I welcome the cabinet secretary’s comments on the adoption of the living wage across the care sector. Can he confirm that, in any consideration of intermediate or continuing care, the special problems of rural Scotland will be taken into account?
I specifically mentioned rural Scotland in my statement because I am very well aware of the issues facing remote and rural communities and, indeed, island communities. There are particular challenges in island communities that are not just about being remote and rural. When we are commissioning care services—this will be part of the commissioning plans that are being drafted as we speak and which will be consulted on by the shadow boards—it is very important for our rural, remote rural, and island communities that the commissioning plans fit well with the needs and aspirations of all those communities.
Obviously, there are particular challenges in the remoter and more difficult to access communities. The role of telehealth and telecare is extremely important in that regard. That is why we are working with the Scottish Centre for Telehealth and Telecare to develop and increase the use of techniques such as videoconferencing and remote monitoring and management of care. Indeed, we have earmarked £10 million for such projects, which will be of particular benefit to rural, remote rural and island communities.
The reason why primary care needs were referred to is that that is the wording in the National Health Service (Scotland) Act 1978 and the National Health Service Act 1977. I am sure that the cabinet secretary realises that the judgment in England that someone with primary care needs in a nursing home should have all their costs met was in relation to the 1977 act. Has he taken legal advice on this? Given that there is a lack of clarity in his statement, will he confirm that anyone with primary care needs in a nursing home will have all their costs met, including their accommodation costs?

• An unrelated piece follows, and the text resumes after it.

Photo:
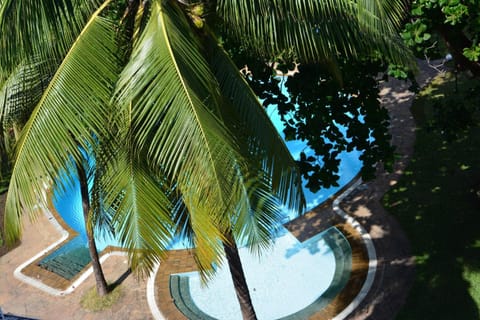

I reiterate that it is the case today and it will remain the case that anyone with primary healthcare needs will have those needs met by the national health service, irrespective of whether that is in a hospital setting, a nursing residential setting, at home, in a hospice or in many other areas. That is our position today and it will continue to be our position. Healthcare in Scotland is free at the point of use and it will remain free at the point of use.